SANTO DOMINGO.-Ante los cuestionamientos de la Comisión Interamericana de Derechos Humanos al protocolo migratorio aplicado en hospitales y sus críticas a la prohibición total del aborto en el Código Penal, que entrará en vigencia en agosto, tanto el Gobierno como gremios médicos insisten en que se garantiza el respeto a los derechos de los migrantes en los servicios de salud.
Las autoridades, el sector médico, rechazan el más reciente informe de la Comisión Interamericana de Derechos Humanos.
En respuesta a las observaciones de ese organismo sobre posibles restricciones en hospitales, el director del Servicio Nacional de Salud, Julio Landrón, afirmó que en la red pública se ofrece atención universal, asegurando que “el 100 % de los inmigrantes reciben asistencia”.
De su lado, el presidente del Colegio Médico Dominicano, Luis Peña, defendió la práctica médica en el país, al indicar que los pacientes son atendidos sin distinción de estatus migratorio y calificó como “exagerados” los planteamientos del informe, insistiendo en que el trato es igualitario y humanizado.

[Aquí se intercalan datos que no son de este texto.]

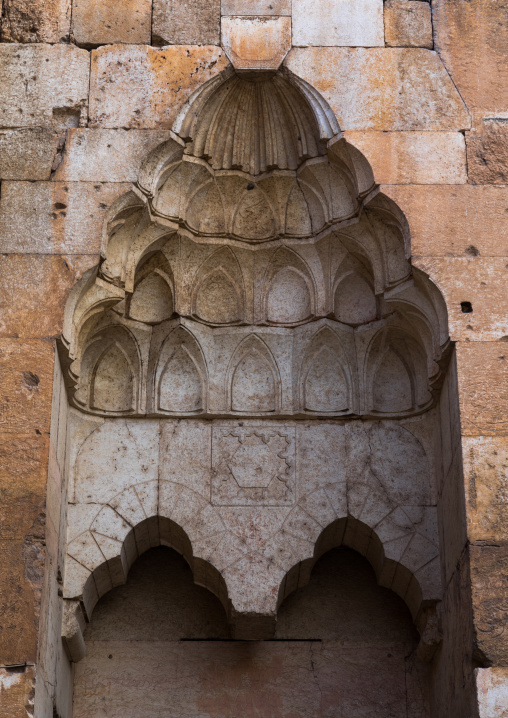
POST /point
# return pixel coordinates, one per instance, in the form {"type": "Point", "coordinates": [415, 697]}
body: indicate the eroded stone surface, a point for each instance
{"type": "Point", "coordinates": [144, 87]}
{"type": "Point", "coordinates": [106, 155]}
{"type": "Point", "coordinates": [482, 373]}
{"type": "Point", "coordinates": [255, 7]}
{"type": "Point", "coordinates": [486, 483]}
{"type": "Point", "coordinates": [454, 221]}
{"type": "Point", "coordinates": [487, 153]}
{"type": "Point", "coordinates": [471, 38]}
{"type": "Point", "coordinates": [38, 21]}
{"type": "Point", "coordinates": [27, 154]}
{"type": "Point", "coordinates": [489, 579]}
{"type": "Point", "coordinates": [408, 23]}
{"type": "Point", "coordinates": [389, 89]}
{"type": "Point", "coordinates": [43, 85]}
{"type": "Point", "coordinates": [492, 692]}
{"type": "Point", "coordinates": [55, 217]}
{"type": "Point", "coordinates": [349, 23]}
{"type": "Point", "coordinates": [413, 157]}
{"type": "Point", "coordinates": [111, 21]}
{"type": "Point", "coordinates": [479, 281]}
{"type": "Point", "coordinates": [22, 277]}
{"type": "Point", "coordinates": [186, 23]}
{"type": "Point", "coordinates": [256, 43]}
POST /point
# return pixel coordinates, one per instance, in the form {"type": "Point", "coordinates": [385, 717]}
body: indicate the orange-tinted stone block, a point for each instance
{"type": "Point", "coordinates": [471, 38]}
{"type": "Point", "coordinates": [136, 86]}
{"type": "Point", "coordinates": [454, 221]}
{"type": "Point", "coordinates": [108, 21]}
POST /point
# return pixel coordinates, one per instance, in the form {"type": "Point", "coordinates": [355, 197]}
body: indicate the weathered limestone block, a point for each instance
{"type": "Point", "coordinates": [452, 523]}
{"type": "Point", "coordinates": [416, 92]}
{"type": "Point", "coordinates": [408, 23]}
{"type": "Point", "coordinates": [22, 277]}
{"type": "Point", "coordinates": [22, 545]}
{"type": "Point", "coordinates": [35, 21]}
{"type": "Point", "coordinates": [125, 451]}
{"type": "Point", "coordinates": [471, 38]}
{"type": "Point", "coordinates": [460, 220]}
{"type": "Point", "coordinates": [487, 152]}
{"type": "Point", "coordinates": [27, 154]}
{"type": "Point", "coordinates": [255, 7]}
{"type": "Point", "coordinates": [16, 690]}
{"type": "Point", "coordinates": [479, 281]}
{"type": "Point", "coordinates": [482, 369]}
{"type": "Point", "coordinates": [55, 217]}
{"type": "Point", "coordinates": [413, 157]}
{"type": "Point", "coordinates": [26, 367]}
{"type": "Point", "coordinates": [191, 22]}
{"type": "Point", "coordinates": [492, 685]}
{"type": "Point", "coordinates": [486, 483]}
{"type": "Point", "coordinates": [143, 87]}
{"type": "Point", "coordinates": [489, 582]}
{"type": "Point", "coordinates": [336, 22]}
{"type": "Point", "coordinates": [43, 85]}
{"type": "Point", "coordinates": [97, 155]}
{"type": "Point", "coordinates": [256, 43]}
{"type": "Point", "coordinates": [110, 21]}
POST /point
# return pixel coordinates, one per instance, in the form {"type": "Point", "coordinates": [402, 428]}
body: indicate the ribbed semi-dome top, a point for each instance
{"type": "Point", "coordinates": [256, 122]}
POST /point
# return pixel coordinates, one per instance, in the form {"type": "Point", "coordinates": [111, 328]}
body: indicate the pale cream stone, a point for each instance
{"type": "Point", "coordinates": [125, 451]}
{"type": "Point", "coordinates": [55, 217]}
{"type": "Point", "coordinates": [192, 22]}
{"type": "Point", "coordinates": [413, 157]}
{"type": "Point", "coordinates": [111, 21]}
{"type": "Point", "coordinates": [35, 21]}
{"type": "Point", "coordinates": [492, 686]}
{"type": "Point", "coordinates": [43, 85]}
{"type": "Point", "coordinates": [338, 23]}
{"type": "Point", "coordinates": [137, 86]}
{"type": "Point", "coordinates": [185, 455]}
{"type": "Point", "coordinates": [471, 37]}
{"type": "Point", "coordinates": [27, 154]}
{"type": "Point", "coordinates": [408, 23]}
{"type": "Point", "coordinates": [482, 372]}
{"type": "Point", "coordinates": [255, 7]}
{"type": "Point", "coordinates": [256, 43]}
{"type": "Point", "coordinates": [387, 89]}
{"type": "Point", "coordinates": [96, 155]}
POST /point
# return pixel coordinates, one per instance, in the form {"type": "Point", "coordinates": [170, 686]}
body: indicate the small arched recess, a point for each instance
{"type": "Point", "coordinates": [280, 366]}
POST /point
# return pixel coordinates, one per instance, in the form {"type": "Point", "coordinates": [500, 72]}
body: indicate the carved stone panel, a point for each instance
{"type": "Point", "coordinates": [253, 466]}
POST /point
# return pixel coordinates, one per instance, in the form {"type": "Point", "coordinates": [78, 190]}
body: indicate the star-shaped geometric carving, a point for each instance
{"type": "Point", "coordinates": [253, 466]}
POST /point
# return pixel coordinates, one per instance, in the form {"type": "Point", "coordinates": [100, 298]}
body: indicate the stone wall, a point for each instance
{"type": "Point", "coordinates": [87, 90]}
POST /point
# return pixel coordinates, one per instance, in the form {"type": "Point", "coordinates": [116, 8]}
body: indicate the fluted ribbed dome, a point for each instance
{"type": "Point", "coordinates": [256, 122]}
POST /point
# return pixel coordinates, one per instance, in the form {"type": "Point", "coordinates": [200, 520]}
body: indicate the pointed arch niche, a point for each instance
{"type": "Point", "coordinates": [255, 376]}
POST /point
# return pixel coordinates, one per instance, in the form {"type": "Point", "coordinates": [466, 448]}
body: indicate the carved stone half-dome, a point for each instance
{"type": "Point", "coordinates": [256, 122]}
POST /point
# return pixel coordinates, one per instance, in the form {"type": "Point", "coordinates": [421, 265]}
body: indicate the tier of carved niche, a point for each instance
{"type": "Point", "coordinates": [225, 331]}
{"type": "Point", "coordinates": [262, 282]}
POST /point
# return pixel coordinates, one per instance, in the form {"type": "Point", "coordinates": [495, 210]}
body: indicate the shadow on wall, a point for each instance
{"type": "Point", "coordinates": [343, 644]}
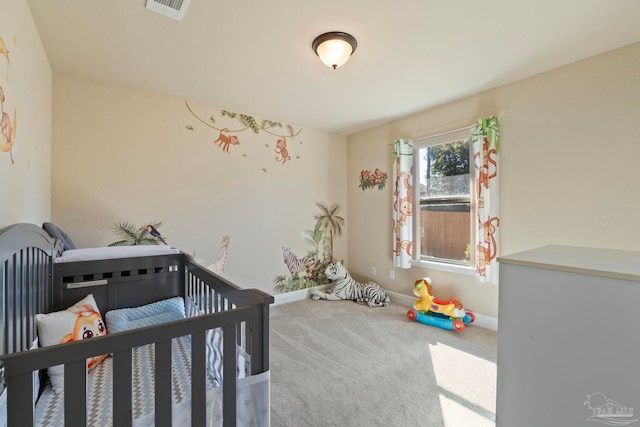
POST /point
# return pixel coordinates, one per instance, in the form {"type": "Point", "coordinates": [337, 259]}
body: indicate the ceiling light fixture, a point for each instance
{"type": "Point", "coordinates": [334, 48]}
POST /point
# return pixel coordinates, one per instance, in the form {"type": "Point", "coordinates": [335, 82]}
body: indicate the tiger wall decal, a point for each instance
{"type": "Point", "coordinates": [346, 287]}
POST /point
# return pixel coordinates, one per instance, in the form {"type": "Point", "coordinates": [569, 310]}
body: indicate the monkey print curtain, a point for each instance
{"type": "Point", "coordinates": [485, 136]}
{"type": "Point", "coordinates": [402, 202]}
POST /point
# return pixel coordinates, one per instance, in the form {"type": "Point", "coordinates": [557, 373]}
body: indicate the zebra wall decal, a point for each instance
{"type": "Point", "coordinates": [294, 264]}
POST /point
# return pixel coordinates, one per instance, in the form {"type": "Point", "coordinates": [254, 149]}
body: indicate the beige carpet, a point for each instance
{"type": "Point", "coordinates": [339, 363]}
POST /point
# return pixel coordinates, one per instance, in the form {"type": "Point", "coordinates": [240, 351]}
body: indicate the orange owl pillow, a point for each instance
{"type": "Point", "coordinates": [80, 321]}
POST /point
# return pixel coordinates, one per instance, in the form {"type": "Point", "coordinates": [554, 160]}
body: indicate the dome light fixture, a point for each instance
{"type": "Point", "coordinates": [334, 48]}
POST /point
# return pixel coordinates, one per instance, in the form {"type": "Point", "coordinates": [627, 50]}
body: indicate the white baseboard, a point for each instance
{"type": "Point", "coordinates": [482, 321]}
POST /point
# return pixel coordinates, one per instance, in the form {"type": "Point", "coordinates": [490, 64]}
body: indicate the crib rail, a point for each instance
{"type": "Point", "coordinates": [18, 369]}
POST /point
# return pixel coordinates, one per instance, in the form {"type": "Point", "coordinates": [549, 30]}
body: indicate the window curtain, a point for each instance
{"type": "Point", "coordinates": [402, 202]}
{"type": "Point", "coordinates": [485, 136]}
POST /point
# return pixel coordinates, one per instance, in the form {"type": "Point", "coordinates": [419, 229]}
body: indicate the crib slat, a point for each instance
{"type": "Point", "coordinates": [198, 380]}
{"type": "Point", "coordinates": [163, 383]}
{"type": "Point", "coordinates": [229, 373]}
{"type": "Point", "coordinates": [122, 374]}
{"type": "Point", "coordinates": [20, 400]}
{"type": "Point", "coordinates": [75, 394]}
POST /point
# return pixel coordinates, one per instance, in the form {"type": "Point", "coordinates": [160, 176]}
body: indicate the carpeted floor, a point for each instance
{"type": "Point", "coordinates": [340, 363]}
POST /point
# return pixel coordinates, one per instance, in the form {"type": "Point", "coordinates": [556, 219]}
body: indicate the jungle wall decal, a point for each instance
{"type": "Point", "coordinates": [226, 135]}
{"type": "Point", "coordinates": [7, 128]}
{"type": "Point", "coordinates": [309, 270]}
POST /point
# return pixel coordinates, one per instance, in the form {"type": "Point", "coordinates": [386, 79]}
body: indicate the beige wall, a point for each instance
{"type": "Point", "coordinates": [569, 169]}
{"type": "Point", "coordinates": [122, 154]}
{"type": "Point", "coordinates": [25, 79]}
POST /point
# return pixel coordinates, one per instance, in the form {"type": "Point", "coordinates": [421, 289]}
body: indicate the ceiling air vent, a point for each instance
{"type": "Point", "coordinates": [172, 8]}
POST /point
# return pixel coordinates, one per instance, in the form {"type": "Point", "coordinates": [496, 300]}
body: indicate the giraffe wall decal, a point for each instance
{"type": "Point", "coordinates": [218, 266]}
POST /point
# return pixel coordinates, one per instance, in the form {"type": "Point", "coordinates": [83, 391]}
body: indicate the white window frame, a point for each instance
{"type": "Point", "coordinates": [435, 263]}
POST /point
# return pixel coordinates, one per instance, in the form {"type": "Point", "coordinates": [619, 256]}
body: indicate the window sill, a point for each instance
{"type": "Point", "coordinates": [459, 269]}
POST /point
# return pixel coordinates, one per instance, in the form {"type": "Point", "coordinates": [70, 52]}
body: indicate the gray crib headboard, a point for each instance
{"type": "Point", "coordinates": [26, 267]}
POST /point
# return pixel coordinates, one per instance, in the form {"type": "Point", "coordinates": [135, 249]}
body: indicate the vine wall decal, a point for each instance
{"type": "Point", "coordinates": [226, 135]}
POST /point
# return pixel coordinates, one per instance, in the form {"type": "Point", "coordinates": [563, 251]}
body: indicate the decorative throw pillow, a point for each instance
{"type": "Point", "coordinates": [80, 321]}
{"type": "Point", "coordinates": [55, 232]}
{"type": "Point", "coordinates": [124, 319]}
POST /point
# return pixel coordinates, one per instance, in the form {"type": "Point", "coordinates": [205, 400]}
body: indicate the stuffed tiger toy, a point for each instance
{"type": "Point", "coordinates": [346, 287]}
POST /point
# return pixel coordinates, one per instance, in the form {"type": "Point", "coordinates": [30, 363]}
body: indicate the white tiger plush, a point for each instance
{"type": "Point", "coordinates": [346, 287]}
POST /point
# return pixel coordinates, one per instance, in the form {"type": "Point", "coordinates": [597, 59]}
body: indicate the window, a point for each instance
{"type": "Point", "coordinates": [444, 198]}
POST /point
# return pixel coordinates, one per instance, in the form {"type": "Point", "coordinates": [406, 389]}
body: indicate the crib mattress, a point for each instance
{"type": "Point", "coordinates": [50, 407]}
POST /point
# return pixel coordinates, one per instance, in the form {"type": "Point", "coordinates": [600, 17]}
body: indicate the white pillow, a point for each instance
{"type": "Point", "coordinates": [80, 321]}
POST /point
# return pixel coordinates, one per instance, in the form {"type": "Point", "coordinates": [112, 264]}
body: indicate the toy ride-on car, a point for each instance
{"type": "Point", "coordinates": [435, 312]}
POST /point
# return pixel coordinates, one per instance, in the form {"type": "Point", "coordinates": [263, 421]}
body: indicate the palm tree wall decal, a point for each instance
{"type": "Point", "coordinates": [331, 221]}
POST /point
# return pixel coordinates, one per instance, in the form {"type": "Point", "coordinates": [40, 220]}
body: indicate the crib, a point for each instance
{"type": "Point", "coordinates": [32, 283]}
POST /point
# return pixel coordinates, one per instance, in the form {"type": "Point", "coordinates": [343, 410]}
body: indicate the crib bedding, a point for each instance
{"type": "Point", "coordinates": [113, 252]}
{"type": "Point", "coordinates": [34, 282]}
{"type": "Point", "coordinates": [50, 406]}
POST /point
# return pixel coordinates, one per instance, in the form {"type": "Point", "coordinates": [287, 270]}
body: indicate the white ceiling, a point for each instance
{"type": "Point", "coordinates": [255, 57]}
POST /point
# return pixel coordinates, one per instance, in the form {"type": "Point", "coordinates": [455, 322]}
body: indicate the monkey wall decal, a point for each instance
{"type": "Point", "coordinates": [281, 150]}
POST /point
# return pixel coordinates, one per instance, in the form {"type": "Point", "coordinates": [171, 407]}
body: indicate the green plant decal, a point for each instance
{"type": "Point", "coordinates": [130, 235]}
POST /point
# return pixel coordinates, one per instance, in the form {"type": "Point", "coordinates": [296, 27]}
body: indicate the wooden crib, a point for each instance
{"type": "Point", "coordinates": [33, 283]}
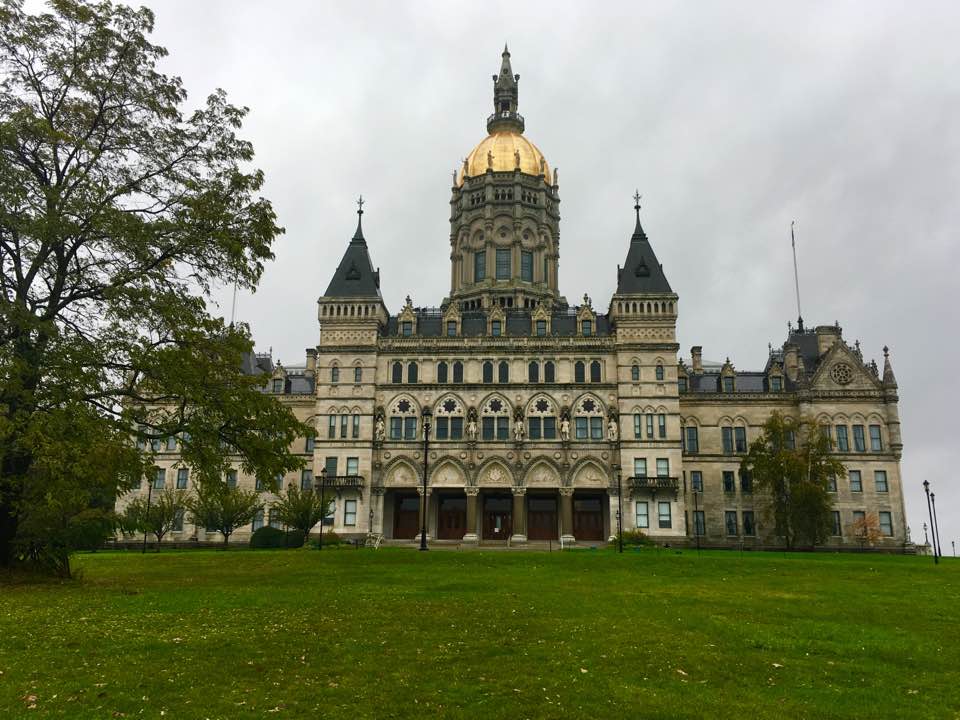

En respuesta a las alertas del organismo internacional sobre la alta tasa de embarazos en niñas y adolescentes y la necesidad de reforzar la protección infantil, la primera dama Raquel Arbaje indicó que el Gobierno actualiza el Código de Protección del Menor en coordinación con el Código Penal, incorporando medidas contra el castigo físico y enfocadas en fortalecer a la familia.
El informe de la CIDH advierte sobre medidas que podrían limitar el acceso a la salud de migrantes, el incremento de expulsiones, trabas en el reconocimiento de la nacionalidad y la vigencia de la prohibición absoluta del aborto, además de alertar sobre otras problemáticas estructurales en el país.
Las autoridades reiteran que mantendrán sus políticas migratorias en defensa de la soberanía nacional y del cumplimiento de las leyes vigentes.